無痛分娩で出産した私も、自然分娩や帝王切開で出産された他のお母さんたちと同じように子どもを愛しています。無痛分娩を本当は希望したいけど、しづらいと思っている方の目に、無痛分娩して良かったと思う私の声が届くといいな、と思っています。
【無痛分娩レポ2】2人目ママが体験した無痛分娩
次に、2人目の出産で無痛分娩をした、経産婦ママのレポートをご紹介します。
私が2人目出産で無痛分娩を決めたきっかけ
私の場合、1人目の出産は自然分娩でしたが、陣痛から2日もかかり、痛みがなかばトラウマになってしまいました。出産で疲弊しすぎたためか、産後の体力回復も遅く、新生児のお世話が楽しめなかったのが心残りでした。
2人目妊娠がわかったとき、上の子の世話もある中、出産で疲弊している場合ではないと悟り、産後の回復が比較的早いと聞いた無痛分娩を決意しました。

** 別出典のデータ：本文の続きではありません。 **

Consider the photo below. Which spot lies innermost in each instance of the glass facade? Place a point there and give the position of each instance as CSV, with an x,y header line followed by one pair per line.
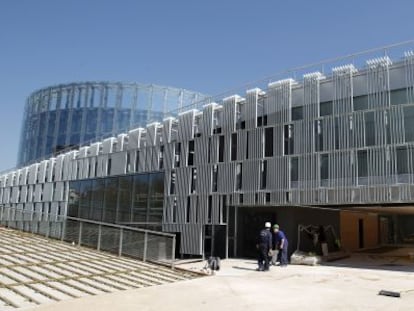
x,y
67,116
135,200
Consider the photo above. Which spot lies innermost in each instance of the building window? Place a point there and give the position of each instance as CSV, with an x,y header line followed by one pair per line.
x,y
294,172
402,161
324,167
337,129
369,128
326,108
267,198
193,179
263,174
108,167
234,146
214,178
297,113
161,158
190,153
210,209
319,135
288,139
268,142
209,150
187,214
136,163
174,215
239,176
177,154
362,157
247,145
262,120
221,148
223,209
399,97
360,102
409,123
172,182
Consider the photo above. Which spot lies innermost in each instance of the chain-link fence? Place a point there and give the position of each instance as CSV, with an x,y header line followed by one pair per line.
x,y
146,245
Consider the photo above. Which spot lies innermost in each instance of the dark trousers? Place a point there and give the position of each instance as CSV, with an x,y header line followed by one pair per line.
x,y
263,257
282,255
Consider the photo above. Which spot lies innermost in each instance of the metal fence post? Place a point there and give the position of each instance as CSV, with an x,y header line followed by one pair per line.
x,y
98,245
62,233
121,234
48,228
173,254
145,246
80,233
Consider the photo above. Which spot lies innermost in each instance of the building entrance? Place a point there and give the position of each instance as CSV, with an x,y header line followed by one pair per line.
x,y
249,223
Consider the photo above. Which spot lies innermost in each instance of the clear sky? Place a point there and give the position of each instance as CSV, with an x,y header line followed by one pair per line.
x,y
208,46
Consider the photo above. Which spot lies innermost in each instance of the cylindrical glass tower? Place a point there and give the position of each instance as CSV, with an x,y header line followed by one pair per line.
x,y
60,117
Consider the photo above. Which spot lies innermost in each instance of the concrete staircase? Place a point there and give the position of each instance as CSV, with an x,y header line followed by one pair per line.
x,y
35,270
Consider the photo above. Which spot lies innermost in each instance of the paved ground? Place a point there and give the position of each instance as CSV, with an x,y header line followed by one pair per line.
x,y
237,286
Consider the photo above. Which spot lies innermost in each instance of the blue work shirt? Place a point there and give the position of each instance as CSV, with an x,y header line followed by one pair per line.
x,y
265,238
278,237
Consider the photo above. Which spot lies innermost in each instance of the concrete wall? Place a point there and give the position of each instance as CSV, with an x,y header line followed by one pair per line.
x,y
349,224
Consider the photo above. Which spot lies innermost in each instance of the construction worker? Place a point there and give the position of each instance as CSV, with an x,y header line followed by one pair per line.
x,y
264,247
281,245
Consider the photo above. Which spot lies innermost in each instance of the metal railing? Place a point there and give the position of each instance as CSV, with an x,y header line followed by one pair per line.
x,y
146,245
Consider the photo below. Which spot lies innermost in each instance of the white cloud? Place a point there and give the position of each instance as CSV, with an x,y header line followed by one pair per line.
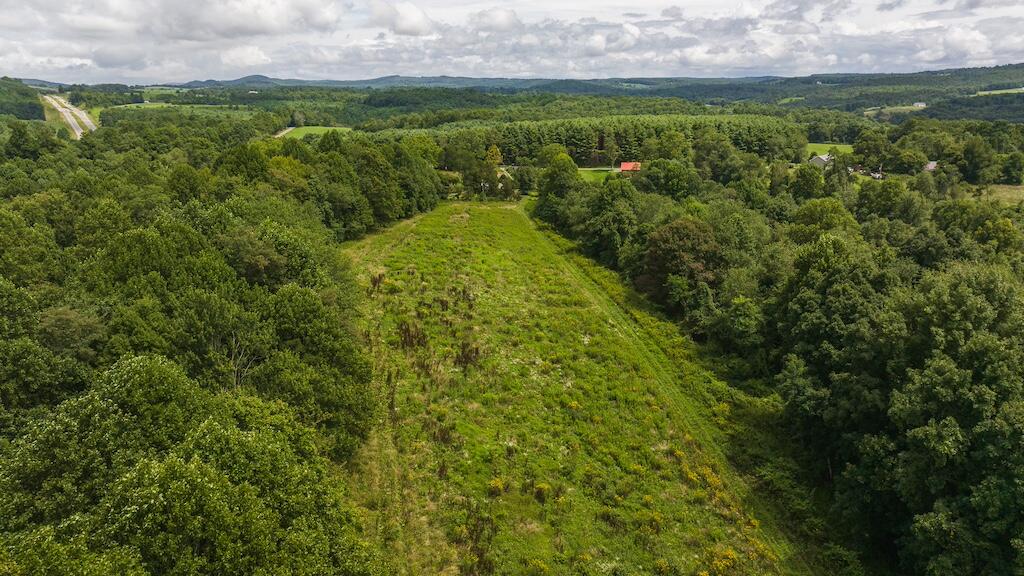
x,y
497,19
244,56
177,40
404,18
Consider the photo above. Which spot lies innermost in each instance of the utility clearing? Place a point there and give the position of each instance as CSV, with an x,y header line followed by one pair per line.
x,y
74,117
537,416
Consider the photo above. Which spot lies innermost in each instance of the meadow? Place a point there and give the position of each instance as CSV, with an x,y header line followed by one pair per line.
x,y
595,175
538,417
823,148
303,131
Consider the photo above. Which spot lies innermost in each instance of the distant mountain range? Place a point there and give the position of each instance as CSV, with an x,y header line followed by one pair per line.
x,y
1012,74
841,91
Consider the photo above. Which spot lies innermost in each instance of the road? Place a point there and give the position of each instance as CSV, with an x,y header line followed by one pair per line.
x,y
73,116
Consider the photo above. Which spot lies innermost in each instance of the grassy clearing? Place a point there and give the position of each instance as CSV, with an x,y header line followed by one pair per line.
x,y
823,148
537,417
890,110
211,110
1008,194
1004,91
595,175
316,130
53,117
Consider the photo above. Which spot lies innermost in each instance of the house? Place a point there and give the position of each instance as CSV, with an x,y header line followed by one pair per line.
x,y
819,160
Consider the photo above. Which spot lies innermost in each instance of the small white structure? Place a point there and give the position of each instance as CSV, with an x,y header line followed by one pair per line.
x,y
820,160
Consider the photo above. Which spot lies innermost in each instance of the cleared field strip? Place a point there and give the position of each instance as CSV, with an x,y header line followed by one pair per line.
x,y
520,387
69,116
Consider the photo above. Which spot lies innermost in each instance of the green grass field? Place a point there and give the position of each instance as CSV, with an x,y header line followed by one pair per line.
x,y
316,130
822,148
595,175
1004,91
212,110
1008,194
538,417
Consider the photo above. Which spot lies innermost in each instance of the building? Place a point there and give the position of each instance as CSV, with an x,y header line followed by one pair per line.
x,y
819,160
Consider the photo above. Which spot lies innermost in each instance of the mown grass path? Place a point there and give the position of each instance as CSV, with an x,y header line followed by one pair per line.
x,y
537,417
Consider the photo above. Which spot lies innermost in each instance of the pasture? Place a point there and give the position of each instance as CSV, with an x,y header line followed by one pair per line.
x,y
537,416
823,148
303,131
595,175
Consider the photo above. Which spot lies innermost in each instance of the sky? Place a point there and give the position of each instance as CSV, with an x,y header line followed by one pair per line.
x,y
153,41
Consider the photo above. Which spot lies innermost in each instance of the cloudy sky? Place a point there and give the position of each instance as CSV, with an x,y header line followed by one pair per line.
x,y
179,40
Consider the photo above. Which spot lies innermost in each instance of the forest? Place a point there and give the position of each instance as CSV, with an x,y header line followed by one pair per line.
x,y
211,336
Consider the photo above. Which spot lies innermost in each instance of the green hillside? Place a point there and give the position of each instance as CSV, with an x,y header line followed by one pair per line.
x,y
19,100
536,418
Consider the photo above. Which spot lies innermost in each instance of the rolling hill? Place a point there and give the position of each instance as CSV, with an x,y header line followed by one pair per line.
x,y
537,417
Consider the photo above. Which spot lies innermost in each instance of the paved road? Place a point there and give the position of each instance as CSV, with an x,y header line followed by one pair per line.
x,y
73,116
81,114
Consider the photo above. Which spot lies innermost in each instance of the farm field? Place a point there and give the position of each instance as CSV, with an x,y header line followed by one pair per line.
x,y
595,175
537,417
214,110
314,130
1007,193
1004,91
823,148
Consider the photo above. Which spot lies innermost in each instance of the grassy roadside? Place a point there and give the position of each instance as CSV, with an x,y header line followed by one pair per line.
x,y
537,417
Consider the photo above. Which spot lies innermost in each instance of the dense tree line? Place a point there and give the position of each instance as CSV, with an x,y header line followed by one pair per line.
x,y
608,139
19,100
178,372
1009,108
886,316
979,153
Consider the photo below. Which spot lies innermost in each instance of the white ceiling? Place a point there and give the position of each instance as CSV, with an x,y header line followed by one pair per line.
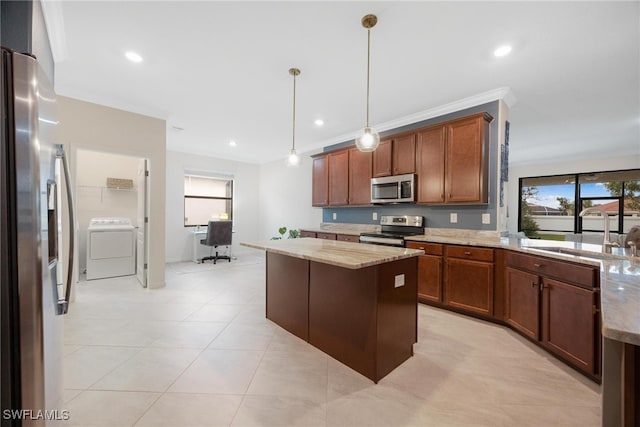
x,y
220,69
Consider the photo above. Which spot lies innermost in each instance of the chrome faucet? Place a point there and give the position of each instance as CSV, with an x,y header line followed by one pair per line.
x,y
607,244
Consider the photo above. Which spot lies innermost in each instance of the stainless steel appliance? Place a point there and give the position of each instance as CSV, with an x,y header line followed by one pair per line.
x,y
31,174
393,189
393,230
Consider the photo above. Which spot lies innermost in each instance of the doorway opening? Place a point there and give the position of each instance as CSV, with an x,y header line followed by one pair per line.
x,y
112,210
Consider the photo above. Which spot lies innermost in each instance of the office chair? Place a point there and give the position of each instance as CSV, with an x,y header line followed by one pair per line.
x,y
218,234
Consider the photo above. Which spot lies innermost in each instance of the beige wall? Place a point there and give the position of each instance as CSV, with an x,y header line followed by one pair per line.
x,y
90,126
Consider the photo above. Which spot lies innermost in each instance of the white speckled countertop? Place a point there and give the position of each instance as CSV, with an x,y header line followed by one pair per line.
x,y
619,275
342,254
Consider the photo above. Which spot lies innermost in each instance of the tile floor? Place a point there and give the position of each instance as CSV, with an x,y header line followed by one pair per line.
x,y
200,352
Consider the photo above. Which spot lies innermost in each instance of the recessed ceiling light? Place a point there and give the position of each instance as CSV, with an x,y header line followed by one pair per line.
x,y
133,57
502,51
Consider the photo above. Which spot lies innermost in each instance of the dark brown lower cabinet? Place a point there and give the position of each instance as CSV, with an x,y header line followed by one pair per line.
x,y
569,323
523,302
563,317
429,271
469,285
365,318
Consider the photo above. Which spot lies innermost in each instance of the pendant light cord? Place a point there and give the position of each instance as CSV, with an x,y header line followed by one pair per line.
x,y
368,68
293,143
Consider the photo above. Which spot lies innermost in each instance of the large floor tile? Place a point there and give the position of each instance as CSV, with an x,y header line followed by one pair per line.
x,y
220,372
190,409
293,374
279,411
87,365
108,408
201,352
152,369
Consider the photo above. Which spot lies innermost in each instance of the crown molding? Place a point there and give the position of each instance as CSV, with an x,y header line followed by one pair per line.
x,y
54,21
504,94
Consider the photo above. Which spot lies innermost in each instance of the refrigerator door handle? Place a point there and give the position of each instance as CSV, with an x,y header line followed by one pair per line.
x,y
63,305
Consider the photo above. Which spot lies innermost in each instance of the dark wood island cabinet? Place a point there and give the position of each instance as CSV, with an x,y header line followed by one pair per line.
x,y
357,303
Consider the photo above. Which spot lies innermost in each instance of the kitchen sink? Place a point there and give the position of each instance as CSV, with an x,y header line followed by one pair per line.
x,y
616,253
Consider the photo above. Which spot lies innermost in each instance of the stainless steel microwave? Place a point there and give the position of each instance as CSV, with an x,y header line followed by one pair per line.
x,y
393,189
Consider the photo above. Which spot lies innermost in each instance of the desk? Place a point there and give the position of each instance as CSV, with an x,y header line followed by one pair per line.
x,y
199,250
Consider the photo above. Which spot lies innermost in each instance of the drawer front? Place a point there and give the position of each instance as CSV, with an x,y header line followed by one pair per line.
x,y
348,238
470,252
581,275
428,248
326,236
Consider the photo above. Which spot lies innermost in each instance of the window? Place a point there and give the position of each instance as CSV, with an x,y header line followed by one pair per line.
x,y
207,198
547,203
552,204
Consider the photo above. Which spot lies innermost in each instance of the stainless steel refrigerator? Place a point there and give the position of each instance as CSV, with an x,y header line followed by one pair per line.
x,y
33,296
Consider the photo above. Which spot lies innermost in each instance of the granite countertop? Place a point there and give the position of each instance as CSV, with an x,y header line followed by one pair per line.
x,y
343,228
342,254
619,275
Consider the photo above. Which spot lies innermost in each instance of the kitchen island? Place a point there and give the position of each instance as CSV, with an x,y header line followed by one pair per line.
x,y
355,302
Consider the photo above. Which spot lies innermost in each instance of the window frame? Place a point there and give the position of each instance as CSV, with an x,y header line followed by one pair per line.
x,y
579,200
212,176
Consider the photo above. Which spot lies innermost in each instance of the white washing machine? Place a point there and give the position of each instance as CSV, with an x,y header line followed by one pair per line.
x,y
111,248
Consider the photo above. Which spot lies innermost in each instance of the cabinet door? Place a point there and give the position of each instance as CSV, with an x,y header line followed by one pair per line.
x,y
339,178
569,323
469,285
523,302
466,160
360,172
430,155
404,154
320,182
382,159
430,277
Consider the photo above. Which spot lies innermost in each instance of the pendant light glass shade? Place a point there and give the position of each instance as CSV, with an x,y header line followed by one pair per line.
x,y
293,160
369,139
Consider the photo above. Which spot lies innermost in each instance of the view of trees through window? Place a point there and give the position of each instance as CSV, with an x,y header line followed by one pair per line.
x,y
550,205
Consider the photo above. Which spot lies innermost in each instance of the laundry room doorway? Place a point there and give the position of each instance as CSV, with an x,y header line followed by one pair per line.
x,y
112,206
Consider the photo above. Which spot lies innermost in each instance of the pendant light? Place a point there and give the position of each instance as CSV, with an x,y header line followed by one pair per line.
x,y
293,160
369,139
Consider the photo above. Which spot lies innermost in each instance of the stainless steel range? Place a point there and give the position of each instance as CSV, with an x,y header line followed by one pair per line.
x,y
394,228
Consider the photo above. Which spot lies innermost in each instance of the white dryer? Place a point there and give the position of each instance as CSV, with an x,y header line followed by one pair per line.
x,y
111,248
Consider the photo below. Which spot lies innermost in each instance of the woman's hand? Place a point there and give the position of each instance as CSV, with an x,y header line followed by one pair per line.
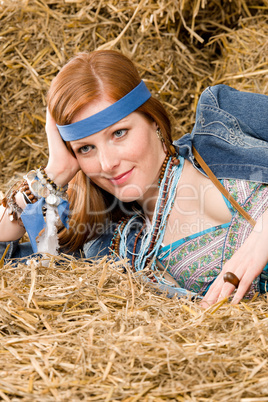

実母には「痛みのないお産で愛情がうまれるのか」と最初は反対されましたが、「産むのは私」と反論し、納得してもらいました。
無痛分娩での出産の流れ
病院を選らぶ際には、無痛分娩で有名な産婦人科を調べて予約しました。産婦人科医のほかに、麻酔科医も2名いる体制なのか、計画無痛分娩に対応しているかなど、安心して無痛分娩ができるかも重視しました。
無痛分娩の予約は妊娠確定時
とても人気の産院だったので、初診で妊娠がわかった時点で分娩予約をしました。その病院では、妊娠3ヶ月をすぎると、無痛分娩の予約がいっぱいになってとれない可能性もあると言われたため、決断するなら早めがおすすめです。
予定日は子宮口の状態を見て、2度延期になった
今回は計画無痛分娩だったので、予定日は臨月入った頃ぐらいに決定しました。
予定日直前の内診で子宮口の状態を見て、予定日に無痛分娩ができるかどうかを医師が判断します。私の場合、子宮口がなかなか柔らかくならず、予定日直前に2度(2週間)延期になりました。計画分娩といえども、妊婦さんや赤ちゃんの状況によって入院日が決定されます。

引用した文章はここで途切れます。